Hacker News new | ask | show | jobs
by evara-ai 111 days ago
Having built a bunch of production AI agent systems (workflow automation, conversational agents, data pipelines with LLM-in-the-loop) in Python and Node.js — my take is that language choice is genuinely the least important decision you'll make.

The bottleneck in agent systems is almost never your language runtime. It's LLM API latency (200-2000ms per call), external service I/O, and retry/error handling across unreliable tool calls.
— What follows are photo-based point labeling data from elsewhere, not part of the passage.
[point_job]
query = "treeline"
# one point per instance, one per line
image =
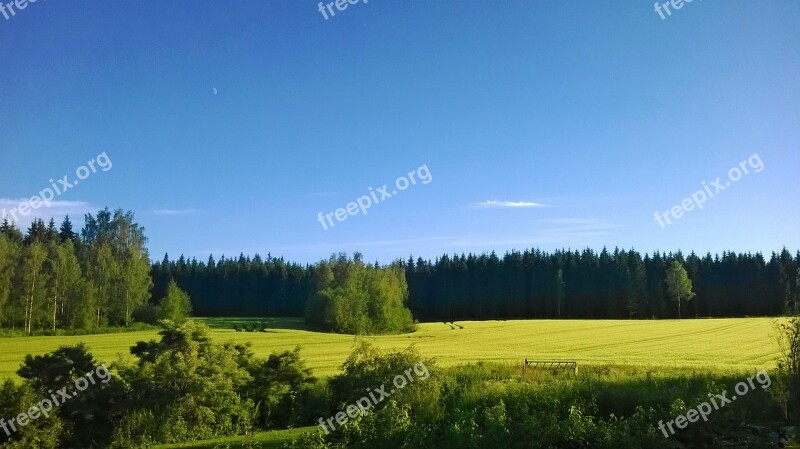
(351, 297)
(240, 286)
(530, 284)
(586, 284)
(54, 278)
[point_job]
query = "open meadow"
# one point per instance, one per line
(710, 344)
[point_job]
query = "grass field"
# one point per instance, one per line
(265, 440)
(712, 344)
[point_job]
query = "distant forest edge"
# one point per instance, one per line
(531, 284)
(54, 278)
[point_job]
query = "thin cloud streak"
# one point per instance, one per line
(506, 204)
(174, 211)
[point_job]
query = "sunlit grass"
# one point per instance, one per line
(712, 344)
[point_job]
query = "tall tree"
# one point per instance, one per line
(679, 286)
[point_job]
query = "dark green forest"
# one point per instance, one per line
(55, 278)
(530, 284)
(52, 277)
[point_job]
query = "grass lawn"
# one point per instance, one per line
(709, 344)
(265, 440)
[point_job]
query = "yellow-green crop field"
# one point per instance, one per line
(704, 345)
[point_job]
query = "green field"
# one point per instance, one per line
(265, 440)
(708, 344)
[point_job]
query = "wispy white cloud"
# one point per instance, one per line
(174, 211)
(509, 204)
(333, 247)
(322, 194)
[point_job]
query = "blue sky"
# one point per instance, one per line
(594, 115)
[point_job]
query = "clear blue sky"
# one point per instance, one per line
(598, 112)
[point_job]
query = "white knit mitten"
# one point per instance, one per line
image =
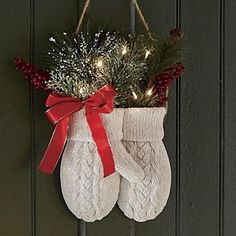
(87, 193)
(143, 134)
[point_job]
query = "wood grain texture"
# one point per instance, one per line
(229, 75)
(200, 126)
(15, 144)
(199, 195)
(52, 215)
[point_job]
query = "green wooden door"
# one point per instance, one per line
(199, 128)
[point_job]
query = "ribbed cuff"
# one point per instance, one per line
(144, 124)
(113, 123)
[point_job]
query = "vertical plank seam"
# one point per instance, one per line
(82, 225)
(178, 135)
(32, 131)
(221, 116)
(132, 226)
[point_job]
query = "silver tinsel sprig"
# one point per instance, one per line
(81, 64)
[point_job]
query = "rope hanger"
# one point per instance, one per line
(138, 9)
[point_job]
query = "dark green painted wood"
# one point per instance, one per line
(160, 16)
(15, 200)
(229, 75)
(199, 182)
(199, 128)
(52, 215)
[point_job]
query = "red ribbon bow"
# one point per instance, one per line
(61, 107)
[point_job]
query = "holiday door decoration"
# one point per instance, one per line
(107, 99)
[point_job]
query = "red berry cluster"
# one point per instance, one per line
(176, 33)
(36, 76)
(165, 80)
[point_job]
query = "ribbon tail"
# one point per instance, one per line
(101, 140)
(55, 147)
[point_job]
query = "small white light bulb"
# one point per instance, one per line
(147, 54)
(100, 64)
(135, 95)
(149, 92)
(124, 50)
(81, 90)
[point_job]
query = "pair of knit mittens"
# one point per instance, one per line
(141, 183)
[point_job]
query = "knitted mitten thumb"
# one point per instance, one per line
(88, 195)
(124, 163)
(143, 134)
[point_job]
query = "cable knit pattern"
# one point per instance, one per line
(143, 134)
(87, 194)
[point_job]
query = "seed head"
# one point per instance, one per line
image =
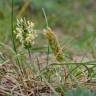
(25, 32)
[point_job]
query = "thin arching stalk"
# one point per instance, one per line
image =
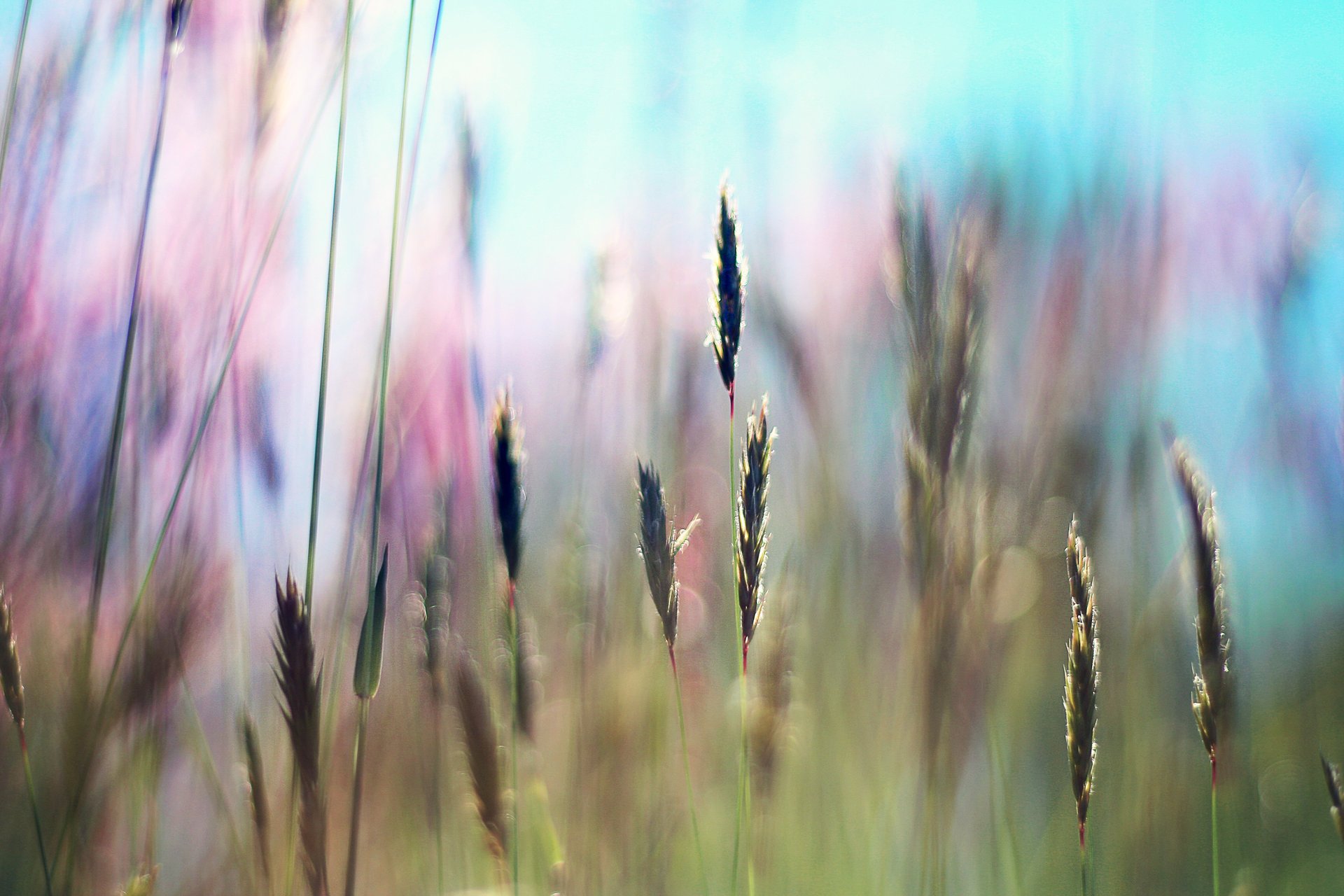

Whether your orchestration loop runs in 2ms (Go) or 15ms (Python) is irrelevant when you're waiting 800ms for Claude to respond.

What actually matters for production agent systems: (1) state management across multi-step workflows that can fail at any point, (2) graceful degradation when one tool in a chain times out, (3) observability into what the agent decided and why. These are design problems, not language problems.

Python wins on ecosystem breadth — every LLM provider ships a Python SDK first, every embedding model has Python bindings, and the tooling around prompt engineering and evaluation is Python-native. When you're iterating on agent behavior (which is 80% of the work), that ecosystem advantage compounds fast.

That said, Go's argument is strongest for the "agent runtime" layer — the part that manages concurrency, schedules tool calls, and handles streaming. If you separate the orchestration runtime from the AI logic, Go for the former and Python for the latter isn't a bad split.